Dead Horse Point was gorgeous though,’in spite of the horrific legend, and had a spectacular view of the Colorado Riverfar down below. We spent the day in Canyonlands while taking another marathon number of photographs and had a 3 hour drive to Mesa Verde last night.
Heading out to see the Mesa Verde Indian ruins today and will stay one more night before heading home.
There is a reason that Arches National Park is so popular. It is a spectacular place to hike, bike, climb and to take photographs. Storms have been blowing through all week and the tail end of one left the sky strewn with gorgeous clouds. We hiked to Delicate Arch like a swarm of ants marching to the same destination. It was a little unsettling after having been camping in less populated areas. What a sight to behold though once we made it to the arch. I had to ask some people to please give me a moment to take a photo before they maneuvered under the arch. That is apparently the new thing to do, pose under these natural bridges and have someone take your picture. They were considerate and let me do so.
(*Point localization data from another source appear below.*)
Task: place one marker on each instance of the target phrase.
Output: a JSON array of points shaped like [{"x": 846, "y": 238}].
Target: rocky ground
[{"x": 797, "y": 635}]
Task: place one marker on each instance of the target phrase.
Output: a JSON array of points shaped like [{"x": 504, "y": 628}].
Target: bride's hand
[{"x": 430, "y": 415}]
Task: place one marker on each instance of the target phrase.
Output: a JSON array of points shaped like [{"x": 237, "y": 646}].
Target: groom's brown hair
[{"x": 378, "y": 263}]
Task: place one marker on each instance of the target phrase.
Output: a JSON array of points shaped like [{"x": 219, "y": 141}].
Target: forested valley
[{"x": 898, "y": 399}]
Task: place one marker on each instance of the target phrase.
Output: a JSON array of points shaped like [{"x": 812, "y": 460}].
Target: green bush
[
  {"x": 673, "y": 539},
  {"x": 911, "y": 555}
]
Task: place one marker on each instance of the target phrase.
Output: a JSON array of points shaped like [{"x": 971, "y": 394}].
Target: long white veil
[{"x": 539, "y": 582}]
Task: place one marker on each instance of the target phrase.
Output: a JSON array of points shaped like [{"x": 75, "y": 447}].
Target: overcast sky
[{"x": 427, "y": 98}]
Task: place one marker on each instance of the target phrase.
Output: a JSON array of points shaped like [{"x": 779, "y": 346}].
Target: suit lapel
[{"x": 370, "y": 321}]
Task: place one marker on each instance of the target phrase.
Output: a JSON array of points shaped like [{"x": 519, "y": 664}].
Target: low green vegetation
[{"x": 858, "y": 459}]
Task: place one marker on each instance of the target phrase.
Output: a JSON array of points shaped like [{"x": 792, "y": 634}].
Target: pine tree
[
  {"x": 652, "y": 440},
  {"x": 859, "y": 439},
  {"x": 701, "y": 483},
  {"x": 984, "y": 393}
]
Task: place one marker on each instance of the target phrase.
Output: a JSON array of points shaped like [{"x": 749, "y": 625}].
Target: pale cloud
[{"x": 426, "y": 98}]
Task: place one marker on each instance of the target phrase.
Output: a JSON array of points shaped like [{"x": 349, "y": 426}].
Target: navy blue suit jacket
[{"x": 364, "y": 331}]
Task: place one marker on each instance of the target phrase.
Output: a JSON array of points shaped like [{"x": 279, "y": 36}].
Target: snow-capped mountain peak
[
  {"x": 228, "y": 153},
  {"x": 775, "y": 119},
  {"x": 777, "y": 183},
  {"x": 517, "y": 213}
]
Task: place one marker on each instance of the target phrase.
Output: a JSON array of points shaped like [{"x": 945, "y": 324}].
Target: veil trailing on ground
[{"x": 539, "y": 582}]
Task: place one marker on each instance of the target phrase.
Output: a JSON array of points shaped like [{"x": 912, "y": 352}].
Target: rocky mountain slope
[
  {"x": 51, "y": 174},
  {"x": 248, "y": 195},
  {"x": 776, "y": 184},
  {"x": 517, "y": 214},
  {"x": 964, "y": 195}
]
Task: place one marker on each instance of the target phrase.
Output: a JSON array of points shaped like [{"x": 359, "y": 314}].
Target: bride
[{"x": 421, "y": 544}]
I took many photos with my Nikon D70s*and will upload them when I return home. What a spectacular day of photography though. I feel like I took over 500 photos and am exhausted and happy. Callie loves every minute of it and it is fun to know we are hiking and she is enjoying a moment in the sun and relaxing with food, water, litter box and shelter at her paw tip…We may try to go to Canyonlands today.
* None of my Nikon photographs turned out. I didn’t check the settings again after the strenuous hike and they turned out too dark. This is a very good lesson to learn the hard way!